The World Bank (WB) on December 7 maintained its 2022 economic growth forecast for Cambodia, issued in September, at 4.8 per cent, explaining that the Kingdom’s “garment industry, travel goods and footwear exports have been resilient.

“The services sector, especially travel and tourism, has done well since the introduction of the ‘Living with Covid-19’ strategy in late 2021, and total international visitor arrivals have steadily increased, reaching 1.2 million in the first nine months of 2022. Business and consumer confidence have risen and both domestic and foreign investment have increased,” it added.

Speaking in the statement, Mariam Sherman, WB country director for Cambodia, Laos and Myanmar, recommended the Kingdom take action to bolster its tourism industry and broader economy, as well as consolidate its fiscal position, to brace for potential external demand shocks.

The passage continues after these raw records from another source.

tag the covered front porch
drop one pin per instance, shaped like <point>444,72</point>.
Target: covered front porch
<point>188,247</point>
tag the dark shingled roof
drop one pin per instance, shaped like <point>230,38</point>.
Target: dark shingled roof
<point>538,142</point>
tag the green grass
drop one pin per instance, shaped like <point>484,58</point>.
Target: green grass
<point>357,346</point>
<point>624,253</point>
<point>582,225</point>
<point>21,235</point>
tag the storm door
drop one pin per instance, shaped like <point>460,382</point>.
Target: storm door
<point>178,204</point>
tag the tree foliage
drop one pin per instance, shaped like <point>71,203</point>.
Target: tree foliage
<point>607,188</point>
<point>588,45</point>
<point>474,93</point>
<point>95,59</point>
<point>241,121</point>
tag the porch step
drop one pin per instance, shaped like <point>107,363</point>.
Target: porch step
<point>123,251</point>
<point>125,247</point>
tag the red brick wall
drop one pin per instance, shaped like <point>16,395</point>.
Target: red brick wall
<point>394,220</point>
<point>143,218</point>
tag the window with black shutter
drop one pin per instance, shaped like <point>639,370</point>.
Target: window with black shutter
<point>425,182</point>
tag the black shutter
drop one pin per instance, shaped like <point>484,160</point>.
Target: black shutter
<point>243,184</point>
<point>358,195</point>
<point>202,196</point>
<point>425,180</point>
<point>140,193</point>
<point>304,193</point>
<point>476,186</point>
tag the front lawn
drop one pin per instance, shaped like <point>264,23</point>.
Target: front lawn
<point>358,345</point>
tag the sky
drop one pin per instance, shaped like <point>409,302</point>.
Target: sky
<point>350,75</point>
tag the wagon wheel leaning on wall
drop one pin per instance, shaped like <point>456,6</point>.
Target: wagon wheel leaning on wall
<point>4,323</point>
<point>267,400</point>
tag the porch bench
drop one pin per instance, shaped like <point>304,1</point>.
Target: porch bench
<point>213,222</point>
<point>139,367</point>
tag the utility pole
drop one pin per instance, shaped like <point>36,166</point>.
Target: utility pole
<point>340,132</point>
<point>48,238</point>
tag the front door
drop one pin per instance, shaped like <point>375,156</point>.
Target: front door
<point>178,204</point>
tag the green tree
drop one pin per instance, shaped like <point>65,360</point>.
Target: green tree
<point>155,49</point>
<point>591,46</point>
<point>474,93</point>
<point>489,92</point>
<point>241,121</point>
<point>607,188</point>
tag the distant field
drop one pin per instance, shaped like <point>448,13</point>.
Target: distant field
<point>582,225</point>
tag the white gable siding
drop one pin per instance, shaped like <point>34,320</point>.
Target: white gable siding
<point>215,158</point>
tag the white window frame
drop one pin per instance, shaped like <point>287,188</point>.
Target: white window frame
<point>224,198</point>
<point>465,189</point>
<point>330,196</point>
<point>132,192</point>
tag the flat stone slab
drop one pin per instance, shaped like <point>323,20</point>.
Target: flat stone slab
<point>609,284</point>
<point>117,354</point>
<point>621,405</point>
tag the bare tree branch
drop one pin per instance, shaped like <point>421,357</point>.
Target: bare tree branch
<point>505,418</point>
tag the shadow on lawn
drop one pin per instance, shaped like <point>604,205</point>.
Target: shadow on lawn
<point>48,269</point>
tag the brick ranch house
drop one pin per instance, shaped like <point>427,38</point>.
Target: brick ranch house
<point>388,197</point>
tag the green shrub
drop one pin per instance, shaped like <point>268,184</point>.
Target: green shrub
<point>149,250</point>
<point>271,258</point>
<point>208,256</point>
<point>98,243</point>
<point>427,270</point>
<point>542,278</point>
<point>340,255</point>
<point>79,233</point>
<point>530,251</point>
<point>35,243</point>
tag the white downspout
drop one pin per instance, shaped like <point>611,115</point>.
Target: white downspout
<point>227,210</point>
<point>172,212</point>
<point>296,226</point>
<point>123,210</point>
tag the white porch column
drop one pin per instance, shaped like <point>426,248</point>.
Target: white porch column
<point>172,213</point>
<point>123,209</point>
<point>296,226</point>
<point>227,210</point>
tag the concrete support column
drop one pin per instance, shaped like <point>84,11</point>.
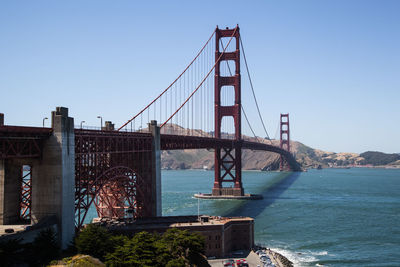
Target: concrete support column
<point>54,183</point>
<point>10,191</point>
<point>156,169</point>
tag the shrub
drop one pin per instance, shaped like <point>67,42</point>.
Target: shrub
<point>95,241</point>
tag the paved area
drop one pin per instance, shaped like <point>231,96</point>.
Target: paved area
<point>15,227</point>
<point>252,259</point>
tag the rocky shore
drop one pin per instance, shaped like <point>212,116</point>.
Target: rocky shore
<point>282,260</point>
<point>277,258</point>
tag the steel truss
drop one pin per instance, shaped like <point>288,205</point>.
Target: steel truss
<point>112,172</point>
<point>26,193</point>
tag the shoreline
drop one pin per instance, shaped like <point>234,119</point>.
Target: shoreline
<point>278,259</point>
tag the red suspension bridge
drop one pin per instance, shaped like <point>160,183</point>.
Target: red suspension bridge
<point>118,171</point>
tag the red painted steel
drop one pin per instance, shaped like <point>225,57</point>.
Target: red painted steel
<point>26,190</point>
<point>284,140</point>
<point>228,165</point>
<point>113,172</point>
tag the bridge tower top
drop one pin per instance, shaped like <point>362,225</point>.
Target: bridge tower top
<point>228,166</point>
<point>285,138</point>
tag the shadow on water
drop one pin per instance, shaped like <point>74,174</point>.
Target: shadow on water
<point>270,192</point>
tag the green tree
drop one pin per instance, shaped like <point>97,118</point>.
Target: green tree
<point>95,241</point>
<point>140,250</point>
<point>44,248</point>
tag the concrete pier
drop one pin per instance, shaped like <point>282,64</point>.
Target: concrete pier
<point>156,169</point>
<point>53,180</point>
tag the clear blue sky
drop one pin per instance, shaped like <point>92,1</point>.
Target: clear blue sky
<point>333,65</point>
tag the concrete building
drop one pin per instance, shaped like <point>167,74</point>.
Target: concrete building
<point>222,235</point>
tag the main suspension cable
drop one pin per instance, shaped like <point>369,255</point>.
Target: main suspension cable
<point>198,54</point>
<point>201,83</point>
<point>252,88</point>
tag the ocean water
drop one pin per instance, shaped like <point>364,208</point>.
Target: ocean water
<point>330,217</point>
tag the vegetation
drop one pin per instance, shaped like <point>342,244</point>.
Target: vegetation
<point>38,253</point>
<point>379,158</point>
<point>173,248</point>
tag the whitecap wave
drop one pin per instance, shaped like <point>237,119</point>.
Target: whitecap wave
<point>301,258</point>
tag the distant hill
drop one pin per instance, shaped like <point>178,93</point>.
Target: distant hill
<point>378,158</point>
<point>261,160</point>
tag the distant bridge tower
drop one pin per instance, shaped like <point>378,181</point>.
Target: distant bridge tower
<point>285,140</point>
<point>228,165</point>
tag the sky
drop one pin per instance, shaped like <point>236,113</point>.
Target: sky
<point>334,66</point>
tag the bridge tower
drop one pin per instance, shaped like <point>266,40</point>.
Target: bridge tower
<point>227,167</point>
<point>285,140</point>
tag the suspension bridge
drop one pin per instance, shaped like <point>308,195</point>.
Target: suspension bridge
<point>64,170</point>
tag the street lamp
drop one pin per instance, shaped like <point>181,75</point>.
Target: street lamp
<point>101,122</point>
<point>44,120</point>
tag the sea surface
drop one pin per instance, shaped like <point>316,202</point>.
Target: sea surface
<point>329,217</point>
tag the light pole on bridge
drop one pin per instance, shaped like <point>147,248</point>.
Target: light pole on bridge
<point>101,122</point>
<point>44,120</point>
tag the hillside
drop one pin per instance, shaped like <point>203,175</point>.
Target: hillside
<point>261,160</point>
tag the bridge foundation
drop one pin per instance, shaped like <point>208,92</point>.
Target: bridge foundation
<point>156,169</point>
<point>53,180</point>
<point>51,189</point>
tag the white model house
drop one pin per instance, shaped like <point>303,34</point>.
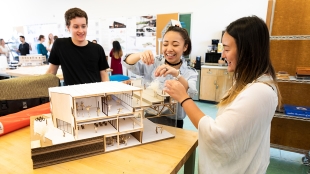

“Revenues are up, thanks to the economic recovery and administration improvements,” Sherman said. “Broadening the tax base will help ensure the resources needed to promote Cambodia’s economy and weather slowing growth among major trading partners. Tourism and hospitality are particularly promising areas for growth.”

The statement added that Cambodian economic growth is projected to improve to 5.2 per cent next year “as increased hiring supports rising domestic consumption and as inflation recedes.

“Cambodia has a small economy that is open to outside trade and investment, and the global growth outlook is gloomy. Global trade growth slowed in the second half of 2022 and is projected to slow sharply in 2023,” the WB said.